Acute uncomplicated pyelonephritis in adults rarely progresses to renal functional impairment and chronic renal disease. Repeated upper tract infections often represent relapse rather than reinfection, and a vigorous search for renal calculi or an underlying urologic abnormality should be undertaken. If neither is found, 6 weeks of chemotherapy may be useful in eradicating an unresolved focus of infection.

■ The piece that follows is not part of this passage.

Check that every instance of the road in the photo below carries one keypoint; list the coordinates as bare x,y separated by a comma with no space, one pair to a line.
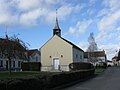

Repeated symptomatic UTIs in children and in adults with obstructive uropathy, neurogenic bladder, structural renal disease, or diabetes progress to chronic renal disease with unusual frequency. Asymptomatic bacteriuria in these groups as well as in adults without urologic disease or obstruction predisposes to increased numbers of episodes of symptomatic infection but does not result in renal impairment in most instances.

Prevention

Women who experience frequent symptomatic UTIs (3 per year on average) are candidates for long-term administration of low-dose antibiotics directed at preventing recurrences. Such women should be advised to avoid spermicide use and to void soon after intercourse. Daily or thrice-weekly administration of a single dose of TMP-SMX (80/400 mg), TMP alone (100 mg), or nitrofurantoin (50 mg) has been particularly effective. Norfloxacin and other fluoroquinolones have also been used for prophylaxis. Prophylaxis should be initiated only after bacteriuria has been eradicated with a full-dose treatment regimen. The same prophylactic regimens can be used after sexual intercourse to prevent episodes of symptomatic infection in women in whom UTIs are temporally related to intercourse. Other patients for whom prophylaxis appears to have some merit include men with chronic prostatitis; patients undergoing prostatectomy, both during the operation and in the postoperative period; and pregnant women with asymptomatic bacteriuria. All pregnant women should be screened for bacteriuria in the first trimester and should be treated if bacteriuria is demonstrated.